Publishers Weekly called The Confession neo-noir, meaning like noir? near noir? or new noir? A noir defined in the world post the collapse of Enron and bilked pensioner and alleged atrocities by our soldiers in Iraq. Woody Haut posits there’s a neon noir (Neon Noir: Contemporary American Crime Fiction). That is crime fiction from the mid-1960s to the 1990s, and places the genre (his word) in a political perspective.

Luc Sante said that "Noir isn’t crime so much as it’s existentialist dilemma." Which suggests that you can have all sorts of noir across genres. There is western noir as embodied by the "Badlanders," a spurs and saddles version of the earlier urban film the "Asphalt Jungle," based on W.R. Burnett’s heist novel of the same name.

There’s also been science fiction noir. "Blade Runner," based on Philip K. Dick’s novel Do Androids Dream of Electric Sheep, is sweating paranoid circuitry beeping noir. The main character, Deckard, a kind of detective-assassin, is not only tormented by his work of hunting down and eliminating replicants, but comes to suspect he is also an artificial construct. Thus a riff on the noir trope wherein the main character discovers after getting beat, kicked and shot, he’s the killer, and he’s been chasing himself.

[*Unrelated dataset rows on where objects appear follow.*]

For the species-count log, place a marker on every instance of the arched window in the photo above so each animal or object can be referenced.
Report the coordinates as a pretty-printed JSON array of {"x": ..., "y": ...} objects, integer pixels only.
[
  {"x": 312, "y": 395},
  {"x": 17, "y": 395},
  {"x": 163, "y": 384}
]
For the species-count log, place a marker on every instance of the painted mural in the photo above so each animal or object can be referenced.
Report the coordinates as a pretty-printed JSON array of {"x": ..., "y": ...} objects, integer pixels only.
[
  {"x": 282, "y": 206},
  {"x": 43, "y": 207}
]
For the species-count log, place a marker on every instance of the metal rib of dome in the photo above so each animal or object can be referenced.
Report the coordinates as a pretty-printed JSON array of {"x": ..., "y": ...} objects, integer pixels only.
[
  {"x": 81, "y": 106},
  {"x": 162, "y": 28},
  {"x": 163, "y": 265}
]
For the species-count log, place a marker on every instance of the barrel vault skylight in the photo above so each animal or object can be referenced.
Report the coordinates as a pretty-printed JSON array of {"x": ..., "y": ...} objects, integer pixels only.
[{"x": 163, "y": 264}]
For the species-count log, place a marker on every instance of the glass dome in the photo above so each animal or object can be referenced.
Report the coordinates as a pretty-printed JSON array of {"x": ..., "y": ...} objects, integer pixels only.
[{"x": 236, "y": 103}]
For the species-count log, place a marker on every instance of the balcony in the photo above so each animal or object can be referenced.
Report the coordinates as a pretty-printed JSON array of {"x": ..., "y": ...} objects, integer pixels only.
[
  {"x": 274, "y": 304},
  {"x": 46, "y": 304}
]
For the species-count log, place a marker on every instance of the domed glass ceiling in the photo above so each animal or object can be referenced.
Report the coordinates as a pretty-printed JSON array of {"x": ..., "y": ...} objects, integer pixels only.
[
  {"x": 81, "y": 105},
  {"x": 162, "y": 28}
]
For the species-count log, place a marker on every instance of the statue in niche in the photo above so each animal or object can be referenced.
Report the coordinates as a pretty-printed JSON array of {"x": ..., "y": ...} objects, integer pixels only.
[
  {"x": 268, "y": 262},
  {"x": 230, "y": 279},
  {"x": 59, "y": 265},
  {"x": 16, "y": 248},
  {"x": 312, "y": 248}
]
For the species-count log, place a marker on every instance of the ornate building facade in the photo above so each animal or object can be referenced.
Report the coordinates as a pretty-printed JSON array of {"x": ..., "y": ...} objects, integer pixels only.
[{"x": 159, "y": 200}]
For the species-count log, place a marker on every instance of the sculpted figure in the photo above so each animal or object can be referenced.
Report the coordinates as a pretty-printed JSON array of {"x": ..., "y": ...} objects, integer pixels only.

In the recently released Four Kinds of Rain by Robert Ward, the main character is another head shrinker in need of his own head getting shrunk, Bob Wells, psychologist. He’s after, and haunted by, the ceremonial mask of Utu. And films like "Wonderland," about the doomed life of porn star John Holmes, and "Brick" -- Hammett meets "Dawson’s Creek" – confirm that noir, whatever it is, is nowhere near finished.